Expected: The agent should empathize with your feelings and ask for permission to enable your camera so it can see how you're doing.
Phase 2: Emotional Check-In
Testing face-to-face sentiment analysis and empathetic mirroring.
Accept the Camera Request
Grant consent by saying "Yes" or "Sure" in the chat. Then click Connect when the UI requests hardware access. The agent will greet you warmly via spoken audio.
Show an Expression
Ensure your face is clearly visible. Try different expressions — an exaggerated frown, a big smile, or a neutral look — and ask:
"How do I look today?"
Expected: The agent should read your facial expression and respond with genuine empathy — commenting on whether you look happy, tired, stressed, or relaxed, and following up with a natural question.
Conversational Presence: Notice the glowing orb inside the video view — it pulses in sync with the agent's voice, providing visual feedback that the agent is actively listening.
Phase 3: Contextual Handoff
Testing the seamless transition back to text with preserved emotional context.
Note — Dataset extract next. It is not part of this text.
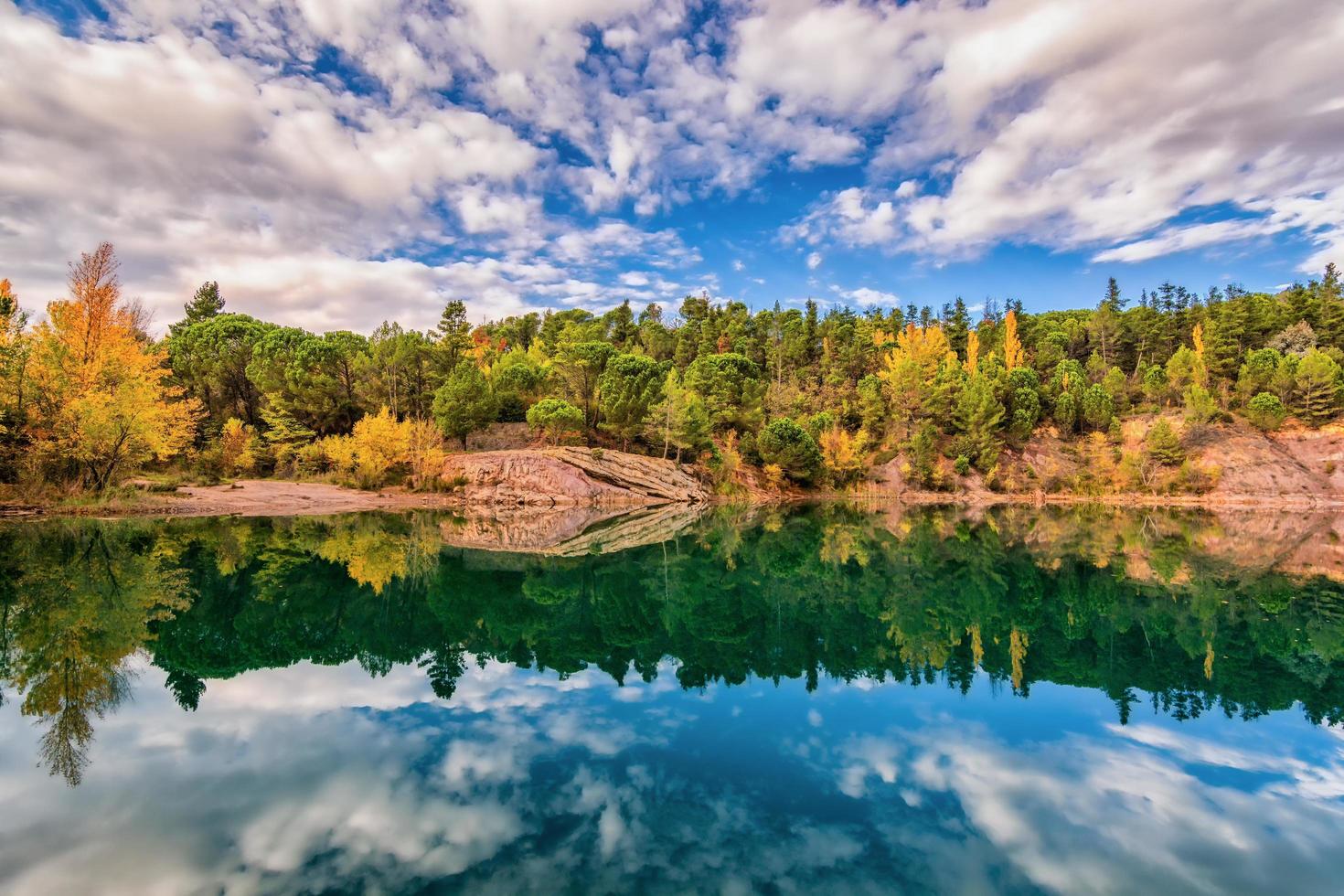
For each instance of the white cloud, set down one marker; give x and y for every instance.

When you are satisfied with the interaction, tell the agent via audio, or press the End button:
"That's everything, thank you!"
Watch the UI: The session will silently end — the camera stream shuts down and the video window collapses automatically. No spoken goodbye, no manual steps.
The Magic Handoff:
Look at your text chat. The GECX text agent will seamlessly resume the conversation with a follow-up that acknowledges your emotional check-in (e.g., "Is there anything else I can help you with?"). Two separate agent brains — one voice, one text — and the emotional context carries over automatically.